The available programs are all there as they should be, and downloading works fine. It's just that doing the indexing takes a few minutes to complete each time. The first one is of course usually necessary and fine, but the repeated ones (adding nothing to the list normally) are redundant.
Can anyone reproduce this, or is it something in my set-up? It didn't do this in 3.13.0 or earlier versions that I can recall.
Unable to reproduce this issue.
Have you somehow set a preference to refresh by default?
Not knowingly, although --show-prefs does include one about refreshfuture:
excludechannel = "BBC Alba"
fields = name,episode
modes = default
refreshfuture = 1
tvmode = better
fileprefix = <name><-senum><-episodeshort>
whitespace = 1
If I do "--prefs-del refreshfuture" it just says updated and moves it to the bottom of the list (or more accurately reorders the whole list)?
tvmode = better
modes = default
fields = name,episode
fileprefix = <name><-senum><-episodeshort>
excludechannel = "BBC Alba"
whitespace = 1
refreshfuture = 1
Follow our instructions to provide a proper report so we can see what is happening on your system. You'll need to attach the logs from two consecutive searches. Indicate which is which. Before each search, run
get_iplayer --show-cache-age and post the output. Again, indicate which is which.
Quote:If I do "--prefs-del refreshfuture" it just says updated and moves it to the bottom of the list
Don't delete before testing. If you should want to delete it later, see "Setting preferences" in documentation for correct syntax
No problem. It's get_iplayer 3.14.0 running under Windows 10 build 1803. Run just after a download, hence the low first cache age. Everything's on the local HD - it's all working fine except doing the indexing every time.
This is the sequence (logs uploaded to a pastebin to keep things small), repeating the same sequence as in my first post:
get_iplayer --show-cache-age
191 secs
get_iplayer>get_iplayer submarine --verbose > c:/users/darren/desktop/sub.txt 2>&1
https://paste.ubuntu.com/p/5cbbgGgT42/
get_iplayer --show-cache-age
18 secs
get_iplayer>get_iplayer tomb --verbose > c:/users/darren/desktop/tomb.txt 2>&1
https://paste.ubuntu.com/p/TqmCBq3gSb/
If you need anything else please let me know.

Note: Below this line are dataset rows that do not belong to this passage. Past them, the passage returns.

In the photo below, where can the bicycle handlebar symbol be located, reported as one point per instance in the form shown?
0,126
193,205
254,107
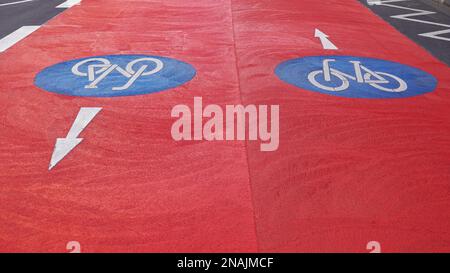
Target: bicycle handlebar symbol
103,67
362,75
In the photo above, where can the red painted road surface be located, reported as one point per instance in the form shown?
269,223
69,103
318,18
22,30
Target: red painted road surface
348,171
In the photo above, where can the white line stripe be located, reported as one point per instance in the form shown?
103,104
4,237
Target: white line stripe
17,2
16,36
69,4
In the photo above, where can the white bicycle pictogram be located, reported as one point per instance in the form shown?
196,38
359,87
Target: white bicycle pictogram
373,78
103,67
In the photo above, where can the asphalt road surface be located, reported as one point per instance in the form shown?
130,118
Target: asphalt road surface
116,133
427,25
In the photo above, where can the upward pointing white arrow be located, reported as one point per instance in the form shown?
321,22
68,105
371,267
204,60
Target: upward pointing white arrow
326,43
64,146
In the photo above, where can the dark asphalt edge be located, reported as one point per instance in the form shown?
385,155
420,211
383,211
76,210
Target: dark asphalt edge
403,34
443,7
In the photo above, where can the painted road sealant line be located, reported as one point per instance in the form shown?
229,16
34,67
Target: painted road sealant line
16,36
69,4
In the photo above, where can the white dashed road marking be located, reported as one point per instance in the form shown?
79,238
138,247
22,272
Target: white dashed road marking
16,36
14,3
69,4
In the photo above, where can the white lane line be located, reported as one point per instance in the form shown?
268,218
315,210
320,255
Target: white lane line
69,4
14,3
16,36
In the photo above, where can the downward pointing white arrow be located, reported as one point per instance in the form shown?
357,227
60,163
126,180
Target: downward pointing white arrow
326,43
64,146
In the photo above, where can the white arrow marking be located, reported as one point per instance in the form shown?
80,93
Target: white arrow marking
326,43
64,146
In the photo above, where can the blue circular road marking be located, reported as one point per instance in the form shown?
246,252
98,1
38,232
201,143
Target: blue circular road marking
115,75
377,79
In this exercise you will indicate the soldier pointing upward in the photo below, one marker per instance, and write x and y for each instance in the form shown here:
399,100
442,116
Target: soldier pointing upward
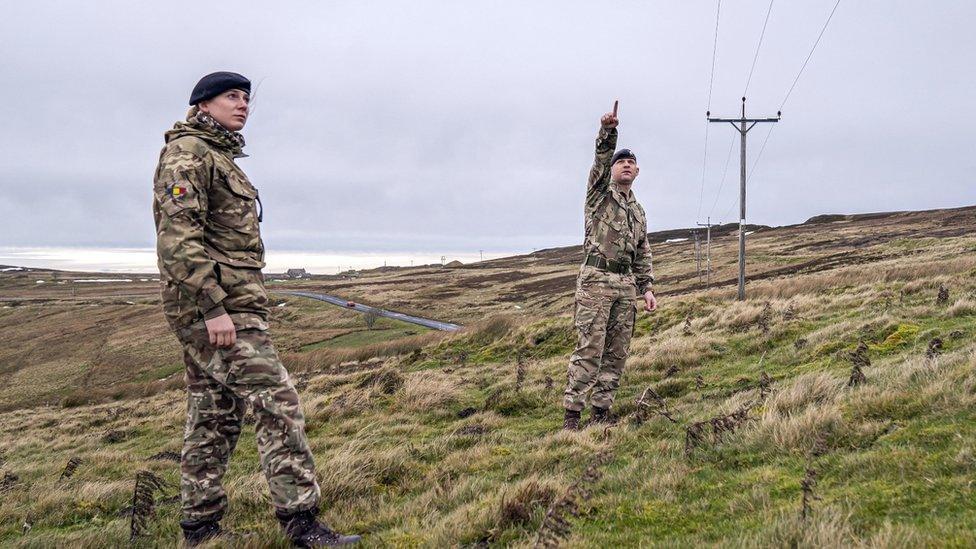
616,269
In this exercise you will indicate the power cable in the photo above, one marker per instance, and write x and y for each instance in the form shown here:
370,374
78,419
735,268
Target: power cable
711,80
809,55
758,47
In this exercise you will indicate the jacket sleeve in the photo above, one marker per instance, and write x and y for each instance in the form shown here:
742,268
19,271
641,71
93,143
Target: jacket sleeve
180,191
606,143
643,269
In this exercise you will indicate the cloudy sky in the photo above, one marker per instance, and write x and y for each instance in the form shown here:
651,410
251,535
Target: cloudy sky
459,126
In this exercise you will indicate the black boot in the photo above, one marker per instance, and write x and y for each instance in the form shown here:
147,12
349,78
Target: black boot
601,415
304,530
571,420
195,533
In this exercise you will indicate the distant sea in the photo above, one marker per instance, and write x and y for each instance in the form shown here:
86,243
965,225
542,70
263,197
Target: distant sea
143,260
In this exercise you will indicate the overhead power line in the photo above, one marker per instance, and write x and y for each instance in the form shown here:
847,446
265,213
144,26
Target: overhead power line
711,80
758,47
816,43
809,55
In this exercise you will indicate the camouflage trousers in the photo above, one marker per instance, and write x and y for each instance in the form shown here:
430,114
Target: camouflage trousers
604,319
221,384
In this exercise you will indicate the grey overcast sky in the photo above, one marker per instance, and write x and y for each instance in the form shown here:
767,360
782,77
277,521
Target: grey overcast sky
385,126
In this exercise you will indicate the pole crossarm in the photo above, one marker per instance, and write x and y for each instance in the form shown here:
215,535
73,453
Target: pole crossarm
742,125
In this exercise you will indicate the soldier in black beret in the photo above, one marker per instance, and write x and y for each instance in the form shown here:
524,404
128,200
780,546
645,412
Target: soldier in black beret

Thanks. However, I must ask you to do it again using
--debug instead of
--verbose. There is a useful bit of information that only appears with
--debug.
--debug will produce a large spew, unfortunately. Feel free to upload the complete files. If you want to dig out the relevant nuggets, the line to look for in each case looks like this:
Code:
DEBUG: Cache expiry time for tv is 14400 secs - refresh in 5337 secs
OK here's the new sequence:
get_iplayer --show-cache-age
INFO: tv cache age: 8681 secs
get_iplayer submarine --debug > c:/users/darren/desktop/sub2.txt 2>&1
DEBUG: Cache expiry time for tv is 14400 secs - refresh in 5704 secs
get_iplayer --show-cache-age
INFO: tv cache age: 29 secs
get_iplayer tomb --debug > c:/users/darren/desktop/tomb2.txt 2>&1
DEBUG: Cache expiry time for tv is 14400 secs - refresh in 14352 secs
The full logs are in the zip file below - you can see which is which from their filenames.
Logs.zip
Thanks. It appears that new programmes are not being added to your cache, which is triggering the repeated updates. These two lines are the same in all four logs:
Code:
INFO: Got 7523 file cache entries for tv
INFO: Cache refresh limit (tv): 2018-05-26T00:30:08+00:00
It's unlikely, though not impossible, that the number of cache entries would be exactly the same for updates a couple of hours apart. The cache refresh limit is based on the availability date of the newest programme in the cache, so it should advance with every update that adds new programmes.
File corruption could be to blame, but there is no point in wasting time looking for it. Back up your cache files and delete them. Use
--cache-rebuild to rebuild them separate from any other activity.
@user-2 - thanks for that. Spot on the money as usual, the rebuild has fixed it.
This one can be closed off as resolved.